By Francesco Guarascio and Silvia Antonioli

BRUSSELS/LONDON, April 22 (Reuters) - The European Commission may oblige steelmaker Aperam, bidding to buy Outokumpu’s stainless steel plant in Terni, to sell other steel assets if it succeeds, a commission source said.

Finnish steelmaker Outokumpu has to sell the Acciai Speciali Terni (AST) stainless steel mill, one of Europe’s most modern, by May to gain approval from competition authorities for the acquisition of Inoxum, ThyssenKrupp’s stainless steel branch, and AST was part of the acquisition.

Aperam, floated by ArcelorMittal in 2011, teamed up with Italian steel companies Arvedi and Marcegaglia to place a binding bid last week, and industry sources have said the consortium is the front runner in the race to buy the plant.

The market for stainless steel in Europe is already extremely concentrated, and the Commission would prefer the entry of a new player, the source with knowledge of the situation said.
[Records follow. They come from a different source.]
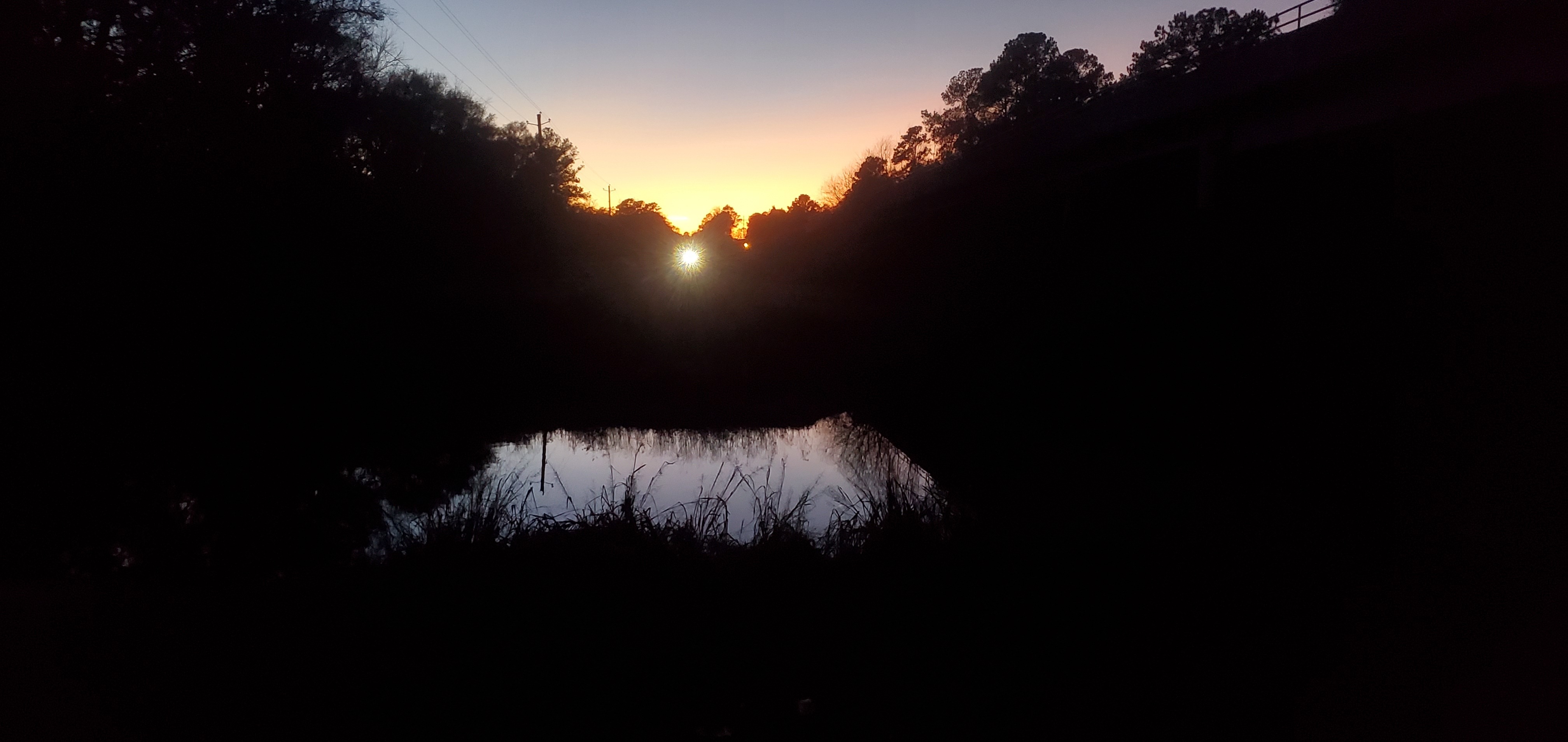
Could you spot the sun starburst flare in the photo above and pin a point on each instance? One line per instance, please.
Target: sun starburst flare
(689, 258)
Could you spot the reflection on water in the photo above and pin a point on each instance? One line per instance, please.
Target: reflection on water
(731, 482)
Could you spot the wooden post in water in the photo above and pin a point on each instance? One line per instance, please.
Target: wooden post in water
(545, 448)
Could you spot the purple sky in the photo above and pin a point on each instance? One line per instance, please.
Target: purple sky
(697, 103)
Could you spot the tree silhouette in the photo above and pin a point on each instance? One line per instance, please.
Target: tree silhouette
(1192, 38)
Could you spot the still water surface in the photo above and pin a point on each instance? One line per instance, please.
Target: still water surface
(827, 471)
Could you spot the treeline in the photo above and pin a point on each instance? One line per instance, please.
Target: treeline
(259, 194)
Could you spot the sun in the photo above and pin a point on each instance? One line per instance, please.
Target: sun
(689, 258)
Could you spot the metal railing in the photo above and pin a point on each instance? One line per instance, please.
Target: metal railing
(1302, 15)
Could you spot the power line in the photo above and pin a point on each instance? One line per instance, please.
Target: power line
(485, 52)
(463, 29)
(458, 60)
(455, 77)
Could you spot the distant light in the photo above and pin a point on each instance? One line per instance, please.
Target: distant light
(689, 258)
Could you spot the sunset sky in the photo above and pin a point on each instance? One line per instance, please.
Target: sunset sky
(697, 104)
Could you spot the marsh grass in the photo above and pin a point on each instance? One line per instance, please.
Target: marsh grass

“It is not to be given for granted that the Commission will give its authorization to the possible sale of the Terni factory to Aperam,” the source said.

“A possible solution may well be the imposition of a remedy on Aperam, which already owns several stainless steel mills in Europe,” the source added.

Remedies are conditions imposed by the Commission before a company is allowed to proceed with a merger or an acquisition that could affect market concentration in the region.

Outokumpu and Aperam declined to comment on the situation.

Industry sources have also said EU regulators, seeking to avoid anticompetitive market conditions, could make the acquisition more difficult by forcing Aperam to sell assets elsewhere.

Other firms still in the race to buy the plant include U.S. private equity fund Apollo, which also presented a binding bid for the acquisition of the plant last week, and Chinese steelmaker Tsingshan, which placed a non-binding bid, union sources said.